Going into debug mode and placing a breakpoint where the Set was constructed was even more confusing. Download the code and take a look See for yourself the strangeness of these errors.


How can EnumOne.values()
throw a NullPointerException, but EnumTwo.values()
work just fine? Here are three main()
method. Can you guess which one works and which one throws an exception?
public static void main1(String[] args) {
System.out.println(MyEnumInterface.EXCLUDED.size());
// Prints: 3
}
public static void main2(String[] args) {
System.out.println(EnumOne.VALUE2);
System.out.println(MyEnumInterface.EXCLUDED.size());
// throws exception
}
public static void main3(String[] args) {
System.out.println(MyEnumInterface.EXCLUDED.size());
System.out.println(EnumOne.VALUE2);
// Prints: 3\nVALUE2
}
The fix
I will disappoint you now. I don’t fully understand why this is happening (please leave a comment or contact me if you do), but from what I understand there is a confusion with the initialization flow in this case. The JVM first tries to instantiate the Set, and not the EnumOne
class and it’s values. Because EnumOne
implements MyEnumInterface
, the JVM considers that the interface must be fully initialized prior to initializing the enum, however, this fails since it does not have the Enum values yet.
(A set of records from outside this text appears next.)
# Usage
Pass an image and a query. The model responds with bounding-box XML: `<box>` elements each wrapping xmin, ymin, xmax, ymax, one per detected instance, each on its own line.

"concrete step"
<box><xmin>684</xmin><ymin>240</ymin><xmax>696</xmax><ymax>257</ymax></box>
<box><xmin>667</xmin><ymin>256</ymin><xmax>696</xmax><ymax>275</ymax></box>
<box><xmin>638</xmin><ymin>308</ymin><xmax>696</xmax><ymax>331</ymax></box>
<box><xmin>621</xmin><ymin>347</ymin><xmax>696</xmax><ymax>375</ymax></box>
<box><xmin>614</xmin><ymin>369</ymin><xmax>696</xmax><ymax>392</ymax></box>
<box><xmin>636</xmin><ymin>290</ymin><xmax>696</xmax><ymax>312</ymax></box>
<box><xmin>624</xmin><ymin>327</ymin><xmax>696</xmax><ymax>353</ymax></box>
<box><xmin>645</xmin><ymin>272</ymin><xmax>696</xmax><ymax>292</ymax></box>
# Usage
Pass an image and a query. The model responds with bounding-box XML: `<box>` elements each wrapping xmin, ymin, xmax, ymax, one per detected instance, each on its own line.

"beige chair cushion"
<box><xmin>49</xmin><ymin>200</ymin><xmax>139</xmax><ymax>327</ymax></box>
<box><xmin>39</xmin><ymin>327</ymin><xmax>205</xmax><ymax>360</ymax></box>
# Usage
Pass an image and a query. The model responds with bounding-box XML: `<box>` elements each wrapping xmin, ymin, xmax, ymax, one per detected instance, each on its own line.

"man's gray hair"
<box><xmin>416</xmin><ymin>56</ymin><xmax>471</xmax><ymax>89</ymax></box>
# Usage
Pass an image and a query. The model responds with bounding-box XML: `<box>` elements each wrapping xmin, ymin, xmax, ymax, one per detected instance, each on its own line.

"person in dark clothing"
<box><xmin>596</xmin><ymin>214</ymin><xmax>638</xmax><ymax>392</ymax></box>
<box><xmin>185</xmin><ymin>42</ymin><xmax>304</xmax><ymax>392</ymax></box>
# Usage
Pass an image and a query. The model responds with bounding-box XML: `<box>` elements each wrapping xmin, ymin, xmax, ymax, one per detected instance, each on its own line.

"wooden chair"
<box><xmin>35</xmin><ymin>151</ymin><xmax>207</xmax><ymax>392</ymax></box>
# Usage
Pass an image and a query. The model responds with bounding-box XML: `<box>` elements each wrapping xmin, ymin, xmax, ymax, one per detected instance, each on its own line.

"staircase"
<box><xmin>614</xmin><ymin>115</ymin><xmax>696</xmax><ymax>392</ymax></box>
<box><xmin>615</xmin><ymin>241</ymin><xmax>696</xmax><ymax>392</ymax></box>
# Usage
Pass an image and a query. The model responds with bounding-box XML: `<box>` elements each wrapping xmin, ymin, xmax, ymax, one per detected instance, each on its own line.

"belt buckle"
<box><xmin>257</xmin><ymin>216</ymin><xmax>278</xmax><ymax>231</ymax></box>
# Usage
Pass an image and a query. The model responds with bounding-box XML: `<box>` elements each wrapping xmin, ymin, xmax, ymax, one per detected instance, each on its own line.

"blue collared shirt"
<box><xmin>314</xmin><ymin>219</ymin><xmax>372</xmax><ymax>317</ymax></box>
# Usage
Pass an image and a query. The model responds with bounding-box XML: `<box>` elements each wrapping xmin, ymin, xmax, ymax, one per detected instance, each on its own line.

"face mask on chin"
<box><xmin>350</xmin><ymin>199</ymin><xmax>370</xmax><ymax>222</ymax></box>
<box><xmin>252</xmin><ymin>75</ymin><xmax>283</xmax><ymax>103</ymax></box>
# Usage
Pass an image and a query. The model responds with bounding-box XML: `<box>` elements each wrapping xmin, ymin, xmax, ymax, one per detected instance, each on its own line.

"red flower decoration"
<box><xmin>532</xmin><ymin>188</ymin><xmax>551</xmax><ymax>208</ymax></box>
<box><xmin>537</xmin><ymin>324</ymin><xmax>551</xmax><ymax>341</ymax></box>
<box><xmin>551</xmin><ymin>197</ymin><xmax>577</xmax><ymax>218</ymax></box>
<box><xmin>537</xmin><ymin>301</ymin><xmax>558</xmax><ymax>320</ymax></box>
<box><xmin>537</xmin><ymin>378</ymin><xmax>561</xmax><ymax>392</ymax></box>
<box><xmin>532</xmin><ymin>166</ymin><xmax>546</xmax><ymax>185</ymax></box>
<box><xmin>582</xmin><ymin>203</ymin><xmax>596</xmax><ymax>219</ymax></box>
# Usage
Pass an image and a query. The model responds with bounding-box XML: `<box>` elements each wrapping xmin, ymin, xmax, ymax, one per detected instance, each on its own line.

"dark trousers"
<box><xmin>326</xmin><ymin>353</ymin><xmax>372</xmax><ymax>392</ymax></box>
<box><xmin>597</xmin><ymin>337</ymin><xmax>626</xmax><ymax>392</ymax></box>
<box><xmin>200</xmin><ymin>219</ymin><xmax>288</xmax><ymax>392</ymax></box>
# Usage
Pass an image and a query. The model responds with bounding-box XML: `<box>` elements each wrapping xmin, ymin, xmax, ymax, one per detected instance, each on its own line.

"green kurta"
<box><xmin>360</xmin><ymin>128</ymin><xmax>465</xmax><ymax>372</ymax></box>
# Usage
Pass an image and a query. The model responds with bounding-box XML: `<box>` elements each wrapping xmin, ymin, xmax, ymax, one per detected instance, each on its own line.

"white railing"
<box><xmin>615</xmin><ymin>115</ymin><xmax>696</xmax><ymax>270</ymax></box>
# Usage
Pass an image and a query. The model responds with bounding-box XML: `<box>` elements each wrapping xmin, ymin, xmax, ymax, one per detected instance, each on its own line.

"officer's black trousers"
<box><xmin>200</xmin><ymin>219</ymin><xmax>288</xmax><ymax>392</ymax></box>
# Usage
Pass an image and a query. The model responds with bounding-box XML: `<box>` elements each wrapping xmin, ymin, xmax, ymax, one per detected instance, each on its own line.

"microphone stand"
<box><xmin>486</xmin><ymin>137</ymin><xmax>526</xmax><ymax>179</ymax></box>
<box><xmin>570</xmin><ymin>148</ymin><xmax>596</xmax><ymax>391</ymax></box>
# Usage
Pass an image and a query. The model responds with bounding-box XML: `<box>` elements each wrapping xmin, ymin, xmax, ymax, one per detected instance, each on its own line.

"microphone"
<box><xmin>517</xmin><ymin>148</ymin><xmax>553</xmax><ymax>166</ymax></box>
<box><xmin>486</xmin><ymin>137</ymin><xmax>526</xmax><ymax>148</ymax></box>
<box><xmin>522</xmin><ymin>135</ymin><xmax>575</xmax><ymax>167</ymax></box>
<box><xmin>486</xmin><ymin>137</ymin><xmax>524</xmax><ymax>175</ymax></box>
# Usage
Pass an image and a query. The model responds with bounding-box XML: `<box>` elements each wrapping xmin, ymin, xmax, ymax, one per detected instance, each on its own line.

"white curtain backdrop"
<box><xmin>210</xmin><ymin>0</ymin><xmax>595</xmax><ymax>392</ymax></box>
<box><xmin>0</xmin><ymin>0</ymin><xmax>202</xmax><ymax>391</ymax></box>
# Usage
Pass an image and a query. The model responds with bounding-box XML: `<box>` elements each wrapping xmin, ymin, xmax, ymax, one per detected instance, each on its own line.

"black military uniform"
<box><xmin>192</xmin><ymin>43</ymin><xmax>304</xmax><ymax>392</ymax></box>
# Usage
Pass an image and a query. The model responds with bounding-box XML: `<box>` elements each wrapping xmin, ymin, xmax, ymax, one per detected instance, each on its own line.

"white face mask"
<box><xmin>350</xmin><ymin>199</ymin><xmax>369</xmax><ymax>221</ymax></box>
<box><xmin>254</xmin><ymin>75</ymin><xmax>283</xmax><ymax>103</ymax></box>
And I would consider this explanation the end, but I still don’t know why, when in debug mode, I can read EnumTwo
s values, but not EnumOne
s and why doing anything with the set prior to reading one of the values from the enum works. Furthermore, if I try to read a value from EnumTwo
in my main()
, the roles switch and EnumTwo
fails to instatiate while EnumOne
works just fine. So, the one for which I am trying to read a value first is the one that fails to be instantiated. If you have a better understanding of how this works, do leave a message.
On the bright side, I have a solution. Move the Set
to another class. If we initialize the set outside the interface, the problem goes away. Moving the Set
initialization somewhere else, somewhere that has no relation with either enums, means that there is nothing stopping the interface to be properly created prior to having the enums.
So, as a conclusion, never use a Java enum inside the interface it is implementing. You will get strange errors that may not be caught on time. These errors will also be hard to debug and are not caught until runtime, maybe even months after the initial change, when another change triggers the exact scenario described here.